Un curioso toponimo si trova vicino San Felo: Cavallo Vecchio, che forse fa riferimento a un episodio del passato. Proprio a San Felo sorgeva il borgo medievale di Cruce, la cui chiesa dedicata a san Felice (di cui restano scarse tracce) riporta al toponimo moderno. La spiegazione dell'antico nome è incerta: Sabbadini la riporta a una croce votiva, ancora presente ai suoi tempi; ma non vanno escluse altre due ipotesi: il riferimento a un incrocio viario; o un antico sistema di divisione terriera. Nella zona si trova il fosso dello Scaricatore, che forse fa riferimento alla discarica dello stesso paese di Cruce. Oscuro invece è il toponimo Sessanta, che dà il nome a un fosso: Sabbadini ipotizza che si tratti di un cognome. Più chiaro è Filicaiolo: deriva dal latino “filicarium”, ovvero felceto, facendo molto probabilmente riferimento alle ampie praterie formate da Pteridium aquilinum. Arco, che dà il nome al monte e al promontorio, verosimilmente origina dal termine “arce”, ovvero sommità. Interessante è il Voltaio che dà il nome a una selvaggia valle a sud di Ortano: molto probabilmente deriva da “voltatoio”, ovvero una pozza in cui si rotolano i cinghiali, ma anche più estesamente a una zona fangosa, melmosa.
Un toponimo decaduto è la val di Cecini: secondo Sabbadini il toponimo deriva da cigni (improbabile, data l'assenza di questa specie sull'isola); mentre per Romualdo Cardarelli deriva dal corso “cècianu”, una specie di falco; ma è molto più probabile che sia un personale latino, forse un antico possidente della zona.
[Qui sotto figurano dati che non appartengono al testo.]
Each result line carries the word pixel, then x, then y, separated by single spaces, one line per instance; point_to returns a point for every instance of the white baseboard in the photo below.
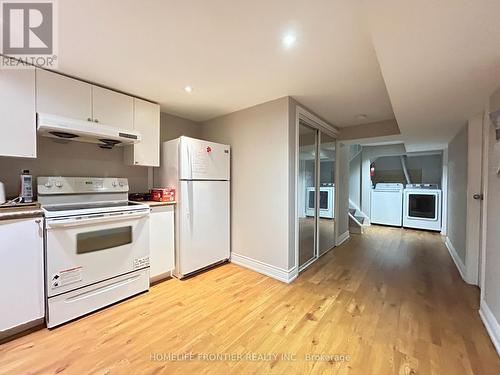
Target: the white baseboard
pixel 286 276
pixel 458 262
pixel 342 238
pixel 491 325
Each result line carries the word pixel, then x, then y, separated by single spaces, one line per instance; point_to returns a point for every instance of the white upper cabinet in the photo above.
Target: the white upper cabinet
pixel 17 113
pixel 112 108
pixel 63 96
pixel 147 122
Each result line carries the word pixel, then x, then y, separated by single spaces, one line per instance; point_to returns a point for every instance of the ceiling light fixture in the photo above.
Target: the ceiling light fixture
pixel 289 40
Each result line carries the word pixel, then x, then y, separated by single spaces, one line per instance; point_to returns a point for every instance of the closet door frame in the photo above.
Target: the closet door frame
pixel 306 117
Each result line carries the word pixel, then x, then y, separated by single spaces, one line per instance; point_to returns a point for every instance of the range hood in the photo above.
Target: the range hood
pixel 84 131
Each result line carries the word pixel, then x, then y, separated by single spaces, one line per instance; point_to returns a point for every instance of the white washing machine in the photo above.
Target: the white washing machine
pixel 422 207
pixel 387 204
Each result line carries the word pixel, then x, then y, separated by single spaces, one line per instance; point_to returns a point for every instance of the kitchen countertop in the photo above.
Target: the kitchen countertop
pixel 20 211
pixel 156 204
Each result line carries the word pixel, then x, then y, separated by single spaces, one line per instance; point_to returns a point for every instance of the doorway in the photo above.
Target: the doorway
pixel 315 193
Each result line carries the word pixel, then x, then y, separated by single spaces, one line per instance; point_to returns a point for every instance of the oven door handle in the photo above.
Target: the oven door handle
pixel 65 223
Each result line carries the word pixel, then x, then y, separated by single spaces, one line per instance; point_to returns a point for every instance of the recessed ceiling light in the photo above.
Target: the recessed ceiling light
pixel 289 40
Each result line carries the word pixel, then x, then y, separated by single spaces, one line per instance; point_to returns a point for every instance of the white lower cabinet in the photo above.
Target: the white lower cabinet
pixel 22 299
pixel 162 244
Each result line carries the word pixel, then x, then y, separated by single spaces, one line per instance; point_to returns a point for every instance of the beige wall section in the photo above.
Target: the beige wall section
pixel 369 154
pixel 371 130
pixel 492 256
pixel 292 199
pixel 342 183
pixel 72 159
pixel 457 193
pixel 172 127
pixel 259 139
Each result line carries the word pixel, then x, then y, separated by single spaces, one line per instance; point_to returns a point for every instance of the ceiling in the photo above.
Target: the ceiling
pixel 438 61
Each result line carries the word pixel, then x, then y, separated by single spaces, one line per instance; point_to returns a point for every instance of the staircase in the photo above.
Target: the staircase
pixel 357 221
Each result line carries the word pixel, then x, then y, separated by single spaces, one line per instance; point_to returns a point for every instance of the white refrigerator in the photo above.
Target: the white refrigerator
pixel 200 173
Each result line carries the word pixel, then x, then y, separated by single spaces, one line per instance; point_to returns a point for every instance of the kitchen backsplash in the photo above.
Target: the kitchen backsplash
pixel 71 159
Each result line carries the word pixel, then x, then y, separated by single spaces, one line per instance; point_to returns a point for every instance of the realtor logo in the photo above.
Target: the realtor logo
pixel 28 32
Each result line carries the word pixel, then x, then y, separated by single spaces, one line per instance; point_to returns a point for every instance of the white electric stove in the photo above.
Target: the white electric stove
pixel 96 245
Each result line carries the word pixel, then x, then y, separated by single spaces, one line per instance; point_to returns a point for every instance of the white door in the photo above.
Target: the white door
pixel 112 108
pixel 63 96
pixel 17 113
pixel 474 197
pixel 21 272
pixel 203 160
pixel 203 225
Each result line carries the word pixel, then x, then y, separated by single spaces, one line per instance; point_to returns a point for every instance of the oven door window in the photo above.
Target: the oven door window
pixel 87 242
pixel 422 206
pixel 323 200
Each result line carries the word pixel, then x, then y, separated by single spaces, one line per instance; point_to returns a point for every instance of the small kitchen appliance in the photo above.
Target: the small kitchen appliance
pixel 26 190
pixel 2 193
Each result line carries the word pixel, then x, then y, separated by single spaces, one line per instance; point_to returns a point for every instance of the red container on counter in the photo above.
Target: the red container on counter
pixel 163 195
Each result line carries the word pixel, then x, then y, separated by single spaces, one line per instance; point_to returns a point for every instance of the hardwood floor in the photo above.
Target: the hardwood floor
pixel 389 301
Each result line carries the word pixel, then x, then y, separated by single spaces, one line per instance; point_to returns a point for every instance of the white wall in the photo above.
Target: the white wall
pixel 259 139
pixel 172 127
pixel 355 181
pixel 490 306
pixel 457 194
pixel 368 154
pixel 342 184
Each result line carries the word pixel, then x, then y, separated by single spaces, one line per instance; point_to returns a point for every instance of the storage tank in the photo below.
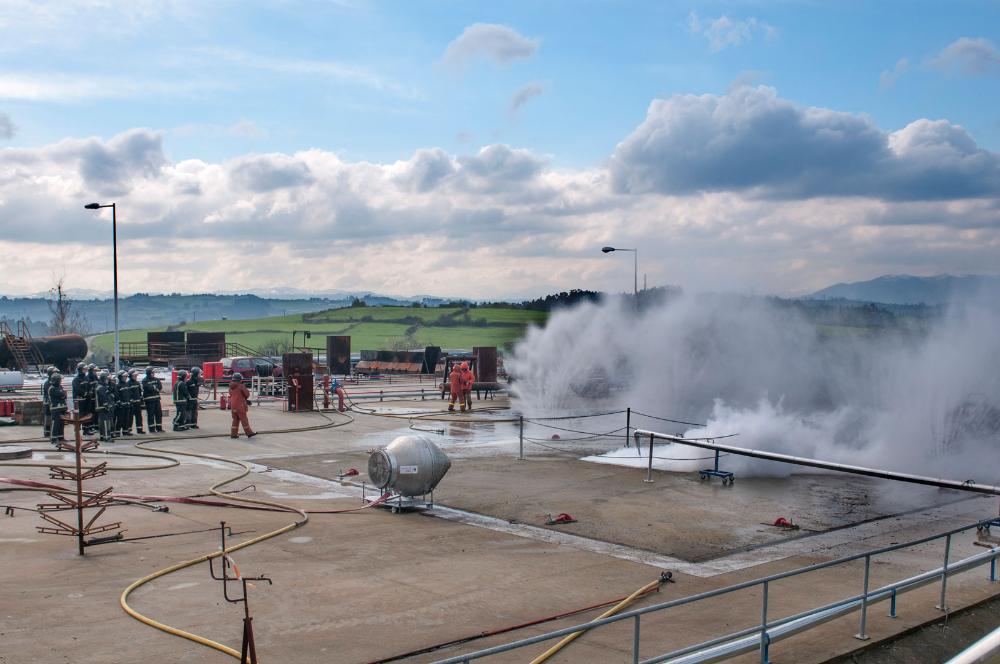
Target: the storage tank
pixel 408 466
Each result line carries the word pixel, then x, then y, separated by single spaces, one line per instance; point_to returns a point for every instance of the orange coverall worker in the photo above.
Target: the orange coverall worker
pixel 467 379
pixel 456 379
pixel 238 396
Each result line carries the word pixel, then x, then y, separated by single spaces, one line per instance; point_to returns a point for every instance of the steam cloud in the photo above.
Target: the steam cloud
pixel 921 401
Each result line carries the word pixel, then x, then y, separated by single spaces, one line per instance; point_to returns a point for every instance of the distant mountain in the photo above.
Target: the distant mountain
pixel 904 289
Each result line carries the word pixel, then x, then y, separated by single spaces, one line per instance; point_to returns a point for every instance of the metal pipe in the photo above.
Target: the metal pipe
pixel 944 575
pixel 968 485
pixel 862 635
pixel 980 651
pixel 114 243
pixel 649 466
pixel 520 438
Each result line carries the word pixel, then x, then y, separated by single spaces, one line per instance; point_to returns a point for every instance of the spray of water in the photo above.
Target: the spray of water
pixel 924 401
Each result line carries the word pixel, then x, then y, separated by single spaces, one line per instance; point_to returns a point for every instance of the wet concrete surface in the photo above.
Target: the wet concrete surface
pixel 366 586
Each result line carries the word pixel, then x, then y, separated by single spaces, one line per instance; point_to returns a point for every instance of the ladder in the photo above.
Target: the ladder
pixel 22 349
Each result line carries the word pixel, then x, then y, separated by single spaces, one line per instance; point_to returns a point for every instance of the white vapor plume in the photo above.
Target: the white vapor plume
pixel 924 401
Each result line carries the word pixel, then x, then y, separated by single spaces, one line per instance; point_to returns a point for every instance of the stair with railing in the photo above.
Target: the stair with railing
pixel 22 349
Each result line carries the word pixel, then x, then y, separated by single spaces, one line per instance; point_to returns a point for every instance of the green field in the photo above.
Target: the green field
pixel 370 328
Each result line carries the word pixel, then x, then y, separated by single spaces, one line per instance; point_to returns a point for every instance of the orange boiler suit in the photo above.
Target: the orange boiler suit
pixel 238 397
pixel 456 379
pixel 467 380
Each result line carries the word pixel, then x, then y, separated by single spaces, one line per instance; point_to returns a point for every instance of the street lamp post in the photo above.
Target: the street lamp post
pixel 635 265
pixel 114 245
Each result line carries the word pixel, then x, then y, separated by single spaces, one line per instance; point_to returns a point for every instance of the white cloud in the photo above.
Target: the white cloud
pixel 724 31
pixel 888 77
pixel 968 55
pixel 687 187
pixel 7 128
pixel 752 140
pixel 498 43
pixel 523 95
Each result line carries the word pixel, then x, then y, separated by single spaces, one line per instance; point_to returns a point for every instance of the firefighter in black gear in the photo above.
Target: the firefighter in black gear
pixel 193 384
pixel 123 407
pixel 57 408
pixel 91 398
pixel 46 413
pixel 78 387
pixel 135 400
pixel 105 407
pixel 151 388
pixel 180 395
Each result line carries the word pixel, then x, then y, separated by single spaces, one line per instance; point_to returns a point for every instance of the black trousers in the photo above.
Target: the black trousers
pixel 136 413
pixel 56 430
pixel 106 423
pixel 123 417
pixel 154 415
pixel 87 408
pixel 180 419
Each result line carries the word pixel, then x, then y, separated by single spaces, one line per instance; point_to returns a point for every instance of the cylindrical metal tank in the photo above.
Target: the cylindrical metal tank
pixel 409 466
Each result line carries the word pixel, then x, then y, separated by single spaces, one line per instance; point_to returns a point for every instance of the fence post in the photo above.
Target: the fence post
pixel 765 640
pixel 649 466
pixel 520 438
pixel 861 635
pixel 635 642
pixel 944 575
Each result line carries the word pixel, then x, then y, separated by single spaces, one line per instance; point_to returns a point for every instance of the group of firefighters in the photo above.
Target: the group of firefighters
pixel 114 406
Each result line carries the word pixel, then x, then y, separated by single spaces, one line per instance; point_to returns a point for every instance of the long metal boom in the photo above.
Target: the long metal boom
pixel 967 485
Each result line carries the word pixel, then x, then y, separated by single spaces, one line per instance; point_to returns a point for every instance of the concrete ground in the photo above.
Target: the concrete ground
pixel 370 585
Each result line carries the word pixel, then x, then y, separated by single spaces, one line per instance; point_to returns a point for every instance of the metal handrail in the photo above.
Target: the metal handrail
pixel 980 651
pixel 767 631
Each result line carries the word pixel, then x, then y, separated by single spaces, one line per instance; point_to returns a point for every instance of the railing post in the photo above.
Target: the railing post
pixel 765 640
pixel 861 635
pixel 520 438
pixel 635 642
pixel 944 575
pixel 649 466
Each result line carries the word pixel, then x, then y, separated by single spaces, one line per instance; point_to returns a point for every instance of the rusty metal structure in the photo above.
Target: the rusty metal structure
pixel 18 350
pixel 248 651
pixel 338 354
pixel 400 361
pixel 185 349
pixel 75 499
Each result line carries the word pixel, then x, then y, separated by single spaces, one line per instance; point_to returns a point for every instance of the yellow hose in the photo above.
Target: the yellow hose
pixel 123 600
pixel 566 640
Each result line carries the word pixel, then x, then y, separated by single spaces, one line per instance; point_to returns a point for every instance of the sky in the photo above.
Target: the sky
pixel 489 150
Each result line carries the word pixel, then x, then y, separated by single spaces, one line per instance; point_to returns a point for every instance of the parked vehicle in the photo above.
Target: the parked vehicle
pixel 11 380
pixel 249 366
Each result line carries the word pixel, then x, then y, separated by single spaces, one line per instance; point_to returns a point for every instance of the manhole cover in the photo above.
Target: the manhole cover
pixel 15 452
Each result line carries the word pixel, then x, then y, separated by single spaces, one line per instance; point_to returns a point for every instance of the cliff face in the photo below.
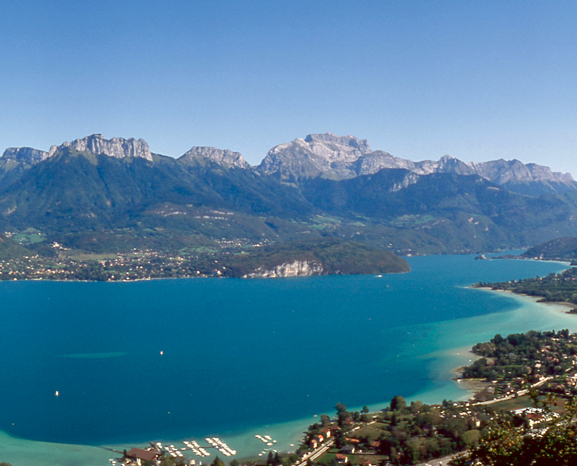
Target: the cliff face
pixel 223 157
pixel 293 269
pixel 115 147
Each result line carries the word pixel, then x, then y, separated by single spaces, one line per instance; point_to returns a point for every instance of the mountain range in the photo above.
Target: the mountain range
pixel 100 194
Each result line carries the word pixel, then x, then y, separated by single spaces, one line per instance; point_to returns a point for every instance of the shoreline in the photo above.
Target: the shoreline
pixel 28 449
pixel 534 299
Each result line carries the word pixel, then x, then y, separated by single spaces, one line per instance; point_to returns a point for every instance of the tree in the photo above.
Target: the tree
pixel 503 444
pixel 340 408
pixel 398 403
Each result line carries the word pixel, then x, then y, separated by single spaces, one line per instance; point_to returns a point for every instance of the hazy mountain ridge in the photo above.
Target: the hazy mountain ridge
pixel 344 157
pixel 112 194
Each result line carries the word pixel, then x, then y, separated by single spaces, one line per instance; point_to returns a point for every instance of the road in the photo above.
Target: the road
pixel 321 450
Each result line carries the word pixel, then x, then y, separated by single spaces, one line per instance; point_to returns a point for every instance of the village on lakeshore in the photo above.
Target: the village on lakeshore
pixel 516 378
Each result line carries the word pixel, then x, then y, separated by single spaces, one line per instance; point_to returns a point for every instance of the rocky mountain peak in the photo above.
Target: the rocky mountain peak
pixel 325 155
pixel 343 144
pixel 115 147
pixel 224 157
pixel 25 155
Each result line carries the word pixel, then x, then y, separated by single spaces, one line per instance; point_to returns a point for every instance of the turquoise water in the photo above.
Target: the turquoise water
pixel 170 359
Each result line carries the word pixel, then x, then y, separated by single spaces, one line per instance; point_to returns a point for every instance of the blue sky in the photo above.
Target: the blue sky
pixel 478 80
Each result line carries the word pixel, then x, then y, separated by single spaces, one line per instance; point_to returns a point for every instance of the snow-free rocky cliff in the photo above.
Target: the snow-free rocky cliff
pixel 316 156
pixel 115 147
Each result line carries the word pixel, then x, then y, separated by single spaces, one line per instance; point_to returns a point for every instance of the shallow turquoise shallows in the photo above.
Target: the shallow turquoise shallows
pixel 96 363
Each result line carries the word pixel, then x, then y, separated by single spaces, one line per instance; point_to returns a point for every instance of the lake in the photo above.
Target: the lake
pixel 172 359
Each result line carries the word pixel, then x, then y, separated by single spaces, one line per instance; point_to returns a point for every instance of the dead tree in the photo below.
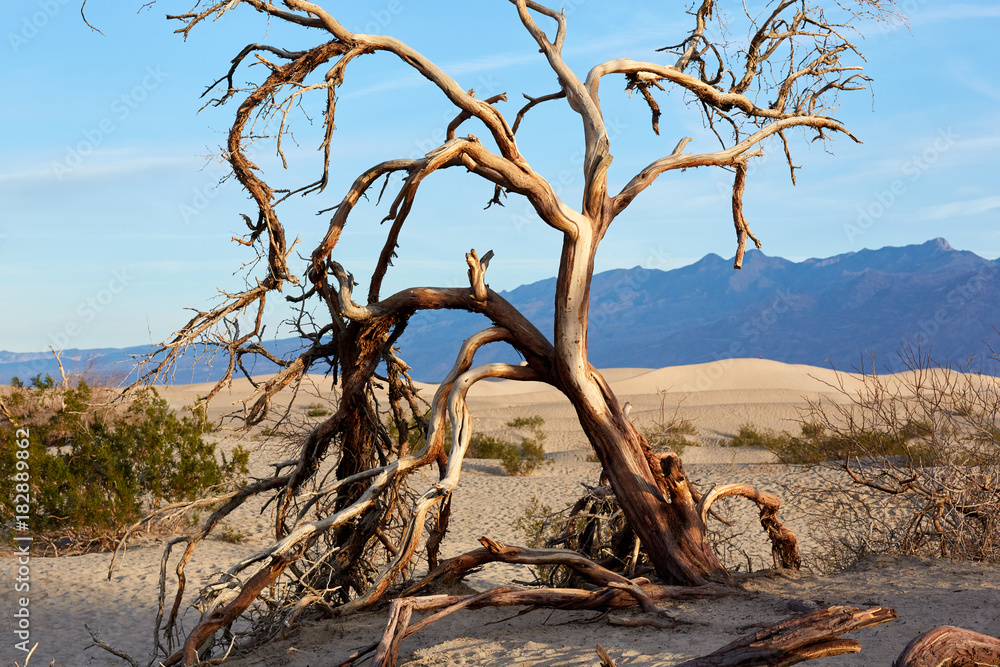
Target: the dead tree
pixel 344 540
pixel 948 646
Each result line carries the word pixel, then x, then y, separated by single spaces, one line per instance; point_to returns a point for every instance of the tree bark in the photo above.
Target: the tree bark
pixel 797 639
pixel 948 646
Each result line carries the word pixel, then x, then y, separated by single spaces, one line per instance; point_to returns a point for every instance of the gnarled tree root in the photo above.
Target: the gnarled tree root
pixel 797 639
pixel 948 646
pixel 453 569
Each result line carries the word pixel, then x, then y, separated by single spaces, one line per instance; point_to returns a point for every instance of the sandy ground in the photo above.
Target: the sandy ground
pixel 65 593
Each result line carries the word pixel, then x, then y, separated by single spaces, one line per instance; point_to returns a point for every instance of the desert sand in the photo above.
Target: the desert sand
pixel 67 592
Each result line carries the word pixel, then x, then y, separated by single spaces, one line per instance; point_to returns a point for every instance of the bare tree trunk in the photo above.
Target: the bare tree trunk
pixel 673 533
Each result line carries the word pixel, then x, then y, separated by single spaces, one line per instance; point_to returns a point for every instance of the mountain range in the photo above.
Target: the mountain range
pixel 844 311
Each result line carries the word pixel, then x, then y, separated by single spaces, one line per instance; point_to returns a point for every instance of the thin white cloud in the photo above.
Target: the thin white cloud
pixel 95 165
pixel 961 209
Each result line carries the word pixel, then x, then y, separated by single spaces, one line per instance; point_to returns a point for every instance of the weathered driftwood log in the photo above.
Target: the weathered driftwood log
pixel 453 569
pixel 397 628
pixel 616 591
pixel 784 544
pixel 948 646
pixel 797 639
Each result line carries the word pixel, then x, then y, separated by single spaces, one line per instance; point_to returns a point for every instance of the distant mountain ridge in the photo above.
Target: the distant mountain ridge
pixel 835 311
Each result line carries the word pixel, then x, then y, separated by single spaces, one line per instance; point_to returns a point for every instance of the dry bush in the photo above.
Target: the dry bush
pixel 910 465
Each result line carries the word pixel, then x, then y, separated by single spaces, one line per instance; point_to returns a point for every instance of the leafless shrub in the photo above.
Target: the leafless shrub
pixel 919 465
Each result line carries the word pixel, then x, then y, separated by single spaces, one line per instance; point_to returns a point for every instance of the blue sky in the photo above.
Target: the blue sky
pixel 115 217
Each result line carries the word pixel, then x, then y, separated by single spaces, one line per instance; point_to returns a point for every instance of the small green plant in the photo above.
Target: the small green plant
pixel 749 435
pixel 536 523
pixel 317 410
pixel 535 422
pixel 524 459
pixel 482 446
pixel 96 467
pixel 667 433
pixel 232 535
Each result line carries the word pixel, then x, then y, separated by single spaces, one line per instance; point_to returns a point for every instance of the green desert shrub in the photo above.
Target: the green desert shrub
pixel 815 445
pixel 317 410
pixel 97 468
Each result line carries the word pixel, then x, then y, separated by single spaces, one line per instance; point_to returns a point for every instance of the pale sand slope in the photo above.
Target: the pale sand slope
pixel 68 592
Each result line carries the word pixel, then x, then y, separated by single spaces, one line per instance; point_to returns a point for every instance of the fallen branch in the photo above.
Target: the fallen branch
pixel 645 593
pixel 797 639
pixel 948 646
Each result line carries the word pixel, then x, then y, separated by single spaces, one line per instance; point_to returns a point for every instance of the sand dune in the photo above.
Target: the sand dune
pixel 718 397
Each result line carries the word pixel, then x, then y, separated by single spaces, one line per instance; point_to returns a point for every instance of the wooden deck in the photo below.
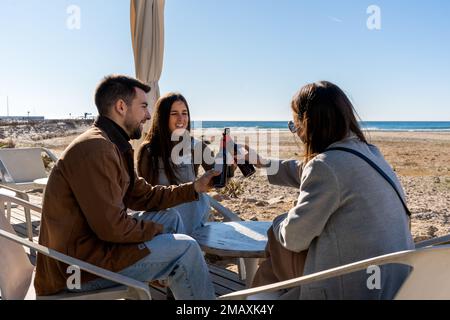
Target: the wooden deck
pixel 224 280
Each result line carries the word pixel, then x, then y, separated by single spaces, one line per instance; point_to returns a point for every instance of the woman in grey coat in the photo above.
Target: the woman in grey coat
pixel 346 211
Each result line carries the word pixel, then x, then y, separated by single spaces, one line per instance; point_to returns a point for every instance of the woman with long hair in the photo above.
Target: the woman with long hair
pixel 167 155
pixel 346 210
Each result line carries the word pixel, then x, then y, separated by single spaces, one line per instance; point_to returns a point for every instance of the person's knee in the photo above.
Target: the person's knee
pixel 173 222
pixel 188 241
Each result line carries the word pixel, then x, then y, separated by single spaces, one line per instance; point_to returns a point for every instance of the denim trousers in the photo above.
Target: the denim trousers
pixel 174 257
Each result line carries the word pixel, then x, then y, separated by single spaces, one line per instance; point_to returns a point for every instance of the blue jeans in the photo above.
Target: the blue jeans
pixel 175 257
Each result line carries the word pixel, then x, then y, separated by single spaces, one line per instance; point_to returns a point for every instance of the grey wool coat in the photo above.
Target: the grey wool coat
pixel 346 212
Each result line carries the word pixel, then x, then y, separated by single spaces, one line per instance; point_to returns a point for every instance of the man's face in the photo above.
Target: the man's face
pixel 137 114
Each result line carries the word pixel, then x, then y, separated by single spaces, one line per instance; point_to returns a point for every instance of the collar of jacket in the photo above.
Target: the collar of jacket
pixel 120 138
pixel 115 133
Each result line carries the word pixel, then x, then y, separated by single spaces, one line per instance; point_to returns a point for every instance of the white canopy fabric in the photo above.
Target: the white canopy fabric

In conclusione va senz'altro menzionata Grassera, importante paese medievale, che sorgeva nell'attuale località Parata (derivante molto probabilmente da “barata”, ovvero pendice franata), e distrutto nel corso degli attacchi turcheschi del Cinquecento. L'unica traccia di esso è il rudere della chiesa di San Quirico. Il toponimo, che è riportato anche nella forma Grassula, è di non facile decifrazione. Viene fatto risalire al latino “herba crassula”, ovvero quelle specie vegetali a foglie grasse, ma appare poco convincente. Più plausibile l'ipotesi di Sabbadini che lo vuole originato al cognomen romano Crassus/Crassulus. Si può anche ipotizzare anche possa derivare da “terreno grasso”, ovvero ricco e adatto per le coltivazioni della zona.